How can I add external connectivity for containers. Do I need to create seperate bridge and add ethernet ip to it ?
you would need to map the container port onto a host port as part of the docker run command
-p host_port:port
then u could access the host and host port from out on the network… the bridge on the host will route the traffic to the containers port.
there is no direct easy way to expose the containers IP address onto the local network. i have struggled with this for years, with a particular product that uses networking the wrong way.
sadly no. networking would send a packet to the IP address/mac destination, but it doesn’t exist, the host will not respond to those packets…
I played with a set of scripts (pipework, https://opsbot.com/advanced-docker-networking-pipework/) a couple years ago, which put the containers on the local lan, using DHCP, and it works on my local machine, or on my VMWARE host, but ONLY if running in promiscuous mode… Amazon, nor any of the other hosting sites will not allow promiscuous mode because it is a security risk to see all network packets.

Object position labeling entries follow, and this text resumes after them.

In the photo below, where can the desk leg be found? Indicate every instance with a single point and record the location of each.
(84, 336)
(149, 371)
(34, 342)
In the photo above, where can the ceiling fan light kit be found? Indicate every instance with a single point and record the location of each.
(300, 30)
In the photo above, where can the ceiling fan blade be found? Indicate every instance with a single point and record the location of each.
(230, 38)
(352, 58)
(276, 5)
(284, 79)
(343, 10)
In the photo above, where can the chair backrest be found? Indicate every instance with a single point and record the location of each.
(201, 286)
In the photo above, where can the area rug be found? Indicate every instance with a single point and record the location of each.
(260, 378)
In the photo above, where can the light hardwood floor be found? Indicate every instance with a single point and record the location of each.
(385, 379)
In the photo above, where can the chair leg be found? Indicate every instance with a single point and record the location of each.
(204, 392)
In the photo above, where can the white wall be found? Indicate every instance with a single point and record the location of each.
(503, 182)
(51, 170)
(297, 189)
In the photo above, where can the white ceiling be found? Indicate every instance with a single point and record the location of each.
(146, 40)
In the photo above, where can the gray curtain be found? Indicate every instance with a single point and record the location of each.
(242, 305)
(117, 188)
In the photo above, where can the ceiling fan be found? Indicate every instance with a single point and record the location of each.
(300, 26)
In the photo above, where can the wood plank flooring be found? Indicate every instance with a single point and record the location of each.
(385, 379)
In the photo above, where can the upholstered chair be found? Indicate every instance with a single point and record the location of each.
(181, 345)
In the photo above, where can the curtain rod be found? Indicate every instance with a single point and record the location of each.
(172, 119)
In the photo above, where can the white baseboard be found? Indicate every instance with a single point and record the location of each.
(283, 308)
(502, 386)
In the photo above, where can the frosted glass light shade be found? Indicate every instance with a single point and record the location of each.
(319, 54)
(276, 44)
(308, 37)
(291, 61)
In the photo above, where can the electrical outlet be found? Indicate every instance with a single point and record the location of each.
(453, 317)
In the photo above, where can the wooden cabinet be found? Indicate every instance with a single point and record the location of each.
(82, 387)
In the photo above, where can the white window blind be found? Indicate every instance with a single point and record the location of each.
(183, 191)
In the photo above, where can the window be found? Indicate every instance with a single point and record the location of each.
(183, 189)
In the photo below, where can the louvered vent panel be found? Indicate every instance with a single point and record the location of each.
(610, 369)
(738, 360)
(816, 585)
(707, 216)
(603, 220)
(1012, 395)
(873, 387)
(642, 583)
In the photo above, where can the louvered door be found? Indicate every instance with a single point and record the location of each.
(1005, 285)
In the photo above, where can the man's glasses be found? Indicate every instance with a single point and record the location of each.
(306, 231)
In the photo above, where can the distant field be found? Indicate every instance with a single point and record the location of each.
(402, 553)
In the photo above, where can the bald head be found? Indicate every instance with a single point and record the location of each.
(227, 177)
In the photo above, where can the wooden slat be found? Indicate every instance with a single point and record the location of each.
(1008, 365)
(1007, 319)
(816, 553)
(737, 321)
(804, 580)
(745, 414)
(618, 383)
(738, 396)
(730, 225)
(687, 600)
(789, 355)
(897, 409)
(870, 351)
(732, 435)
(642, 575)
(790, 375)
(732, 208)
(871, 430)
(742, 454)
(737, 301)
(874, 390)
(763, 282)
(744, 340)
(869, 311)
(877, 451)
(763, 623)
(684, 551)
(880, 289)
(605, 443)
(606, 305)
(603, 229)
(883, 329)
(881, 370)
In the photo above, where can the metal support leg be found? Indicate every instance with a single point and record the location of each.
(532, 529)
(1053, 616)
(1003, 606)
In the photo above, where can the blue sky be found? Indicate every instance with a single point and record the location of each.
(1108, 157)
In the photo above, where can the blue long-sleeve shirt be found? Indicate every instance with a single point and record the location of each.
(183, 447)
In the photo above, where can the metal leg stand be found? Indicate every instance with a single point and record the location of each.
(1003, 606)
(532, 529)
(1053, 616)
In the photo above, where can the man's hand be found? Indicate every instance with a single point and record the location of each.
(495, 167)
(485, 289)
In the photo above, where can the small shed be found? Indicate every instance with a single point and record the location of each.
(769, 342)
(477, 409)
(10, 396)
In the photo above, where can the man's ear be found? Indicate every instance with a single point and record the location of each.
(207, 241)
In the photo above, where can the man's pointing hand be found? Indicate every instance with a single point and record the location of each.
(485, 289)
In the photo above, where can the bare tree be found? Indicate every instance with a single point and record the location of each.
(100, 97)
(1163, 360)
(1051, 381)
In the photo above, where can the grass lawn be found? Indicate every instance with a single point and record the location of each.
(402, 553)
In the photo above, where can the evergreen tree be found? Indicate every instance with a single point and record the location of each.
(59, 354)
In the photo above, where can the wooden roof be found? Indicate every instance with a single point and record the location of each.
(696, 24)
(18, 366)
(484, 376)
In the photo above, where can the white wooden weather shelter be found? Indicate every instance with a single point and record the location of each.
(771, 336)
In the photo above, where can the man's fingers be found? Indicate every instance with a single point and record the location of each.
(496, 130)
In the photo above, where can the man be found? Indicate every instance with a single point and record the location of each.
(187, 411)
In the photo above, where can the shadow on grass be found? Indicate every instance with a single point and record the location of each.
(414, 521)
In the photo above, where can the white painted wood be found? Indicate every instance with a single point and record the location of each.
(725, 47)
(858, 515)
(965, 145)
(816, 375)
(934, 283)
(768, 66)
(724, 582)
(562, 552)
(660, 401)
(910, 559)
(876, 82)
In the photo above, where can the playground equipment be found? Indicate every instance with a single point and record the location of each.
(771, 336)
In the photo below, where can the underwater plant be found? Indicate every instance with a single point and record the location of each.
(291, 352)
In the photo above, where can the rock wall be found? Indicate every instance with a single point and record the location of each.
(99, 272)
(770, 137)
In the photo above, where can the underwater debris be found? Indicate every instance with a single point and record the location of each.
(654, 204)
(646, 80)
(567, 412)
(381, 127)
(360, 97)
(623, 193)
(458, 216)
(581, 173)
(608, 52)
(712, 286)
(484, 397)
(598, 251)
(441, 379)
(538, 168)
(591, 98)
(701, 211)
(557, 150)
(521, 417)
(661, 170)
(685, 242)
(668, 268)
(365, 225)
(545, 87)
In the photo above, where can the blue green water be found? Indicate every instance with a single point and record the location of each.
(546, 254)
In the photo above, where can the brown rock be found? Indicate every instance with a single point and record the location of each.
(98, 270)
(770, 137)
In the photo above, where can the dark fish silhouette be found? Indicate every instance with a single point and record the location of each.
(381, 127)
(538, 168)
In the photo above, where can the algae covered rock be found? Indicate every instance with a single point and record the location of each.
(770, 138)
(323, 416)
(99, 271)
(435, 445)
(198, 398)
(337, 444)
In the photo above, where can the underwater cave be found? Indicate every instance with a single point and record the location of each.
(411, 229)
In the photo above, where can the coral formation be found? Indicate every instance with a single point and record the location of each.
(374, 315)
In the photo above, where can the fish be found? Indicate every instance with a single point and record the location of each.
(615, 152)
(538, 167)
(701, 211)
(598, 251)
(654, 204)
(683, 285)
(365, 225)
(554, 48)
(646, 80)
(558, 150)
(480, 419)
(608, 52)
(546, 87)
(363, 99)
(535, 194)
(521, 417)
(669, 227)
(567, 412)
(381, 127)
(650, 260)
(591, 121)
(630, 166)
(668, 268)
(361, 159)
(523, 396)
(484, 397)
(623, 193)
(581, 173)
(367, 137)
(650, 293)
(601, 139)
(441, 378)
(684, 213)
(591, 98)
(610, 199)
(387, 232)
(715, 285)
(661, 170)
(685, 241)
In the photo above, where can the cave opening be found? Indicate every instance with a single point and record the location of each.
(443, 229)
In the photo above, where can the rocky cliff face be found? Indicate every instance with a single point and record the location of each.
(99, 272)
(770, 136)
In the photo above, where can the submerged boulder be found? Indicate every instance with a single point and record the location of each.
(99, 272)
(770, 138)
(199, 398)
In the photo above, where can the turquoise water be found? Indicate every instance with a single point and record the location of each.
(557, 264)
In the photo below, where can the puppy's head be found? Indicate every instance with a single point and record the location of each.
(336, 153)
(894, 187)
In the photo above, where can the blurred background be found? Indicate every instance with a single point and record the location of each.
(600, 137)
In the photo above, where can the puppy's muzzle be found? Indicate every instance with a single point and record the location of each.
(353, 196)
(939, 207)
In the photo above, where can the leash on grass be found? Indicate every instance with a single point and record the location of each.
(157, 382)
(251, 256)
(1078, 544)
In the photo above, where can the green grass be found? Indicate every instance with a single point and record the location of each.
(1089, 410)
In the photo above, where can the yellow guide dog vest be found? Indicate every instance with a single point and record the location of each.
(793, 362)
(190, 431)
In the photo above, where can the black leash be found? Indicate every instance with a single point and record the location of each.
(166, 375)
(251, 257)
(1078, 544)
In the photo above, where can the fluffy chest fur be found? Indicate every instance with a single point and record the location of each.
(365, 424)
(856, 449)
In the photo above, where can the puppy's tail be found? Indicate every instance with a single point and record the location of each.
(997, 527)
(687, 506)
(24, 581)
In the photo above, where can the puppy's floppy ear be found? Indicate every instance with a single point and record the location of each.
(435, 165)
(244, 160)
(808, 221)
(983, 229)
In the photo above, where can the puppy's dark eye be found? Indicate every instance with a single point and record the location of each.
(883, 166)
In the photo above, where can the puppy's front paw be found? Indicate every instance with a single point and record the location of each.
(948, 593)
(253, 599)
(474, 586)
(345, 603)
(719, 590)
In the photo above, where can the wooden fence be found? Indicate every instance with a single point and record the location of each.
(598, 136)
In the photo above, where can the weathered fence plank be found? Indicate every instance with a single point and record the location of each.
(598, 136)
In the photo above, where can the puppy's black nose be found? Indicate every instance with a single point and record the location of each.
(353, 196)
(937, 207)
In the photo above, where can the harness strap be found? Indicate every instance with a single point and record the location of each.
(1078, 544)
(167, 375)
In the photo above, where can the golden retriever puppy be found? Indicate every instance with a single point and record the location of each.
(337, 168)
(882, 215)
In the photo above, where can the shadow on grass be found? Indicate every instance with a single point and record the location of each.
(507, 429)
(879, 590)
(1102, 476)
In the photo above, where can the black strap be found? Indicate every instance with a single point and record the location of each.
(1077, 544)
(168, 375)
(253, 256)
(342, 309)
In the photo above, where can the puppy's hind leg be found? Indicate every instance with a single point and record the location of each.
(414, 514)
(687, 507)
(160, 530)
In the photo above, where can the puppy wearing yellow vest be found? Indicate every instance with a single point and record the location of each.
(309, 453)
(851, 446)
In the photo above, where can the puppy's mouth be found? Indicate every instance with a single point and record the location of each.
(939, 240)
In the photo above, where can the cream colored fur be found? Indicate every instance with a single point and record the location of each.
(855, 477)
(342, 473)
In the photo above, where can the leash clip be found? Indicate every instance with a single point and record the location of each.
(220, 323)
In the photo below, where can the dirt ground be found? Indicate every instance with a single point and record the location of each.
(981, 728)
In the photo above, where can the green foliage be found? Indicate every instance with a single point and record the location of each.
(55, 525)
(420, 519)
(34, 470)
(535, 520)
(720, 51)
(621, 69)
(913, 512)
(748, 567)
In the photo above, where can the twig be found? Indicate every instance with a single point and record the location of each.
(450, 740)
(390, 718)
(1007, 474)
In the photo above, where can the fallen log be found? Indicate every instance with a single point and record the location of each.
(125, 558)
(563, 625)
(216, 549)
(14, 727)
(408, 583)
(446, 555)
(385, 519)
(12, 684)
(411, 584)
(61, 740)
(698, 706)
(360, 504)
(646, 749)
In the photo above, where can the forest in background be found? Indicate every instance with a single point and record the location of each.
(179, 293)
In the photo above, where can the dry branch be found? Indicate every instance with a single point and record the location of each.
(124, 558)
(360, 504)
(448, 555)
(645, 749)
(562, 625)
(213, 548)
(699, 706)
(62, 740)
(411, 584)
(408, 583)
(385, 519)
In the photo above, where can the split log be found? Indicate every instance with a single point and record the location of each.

see here http://blog.oddbit.com/2014/08/11/four-ways-to-connect-a-docker/
While running a container from image, you can specify the network switch. The n/w adapter name which you provide that existing in docker host, will help connect containers to the same n/w adapter.
If you provide the n/w adapter name which is connected to you LAN, when a container is provisioned it should get an IP from DNS assigned automatically and you can ping it from other nodes in your LAN n/w.
Below command is for the same. Is this is what you are looking for?
Yes, it is possible. McVlan and pipework (deprecated) are the keys for you to search. Pipework needs promiscuicious mode, KVM provides that if you use a cloud provider. VMWARE does not.
Hi Divya: you can access your container by using the host IP address and obviously the port number. In case of scripting or linking to other containers you can download an ambassador container in which you can assign a specific port number for the container you want to reach and you can then query IP address of the host, port you have defined in ambassador to access your container.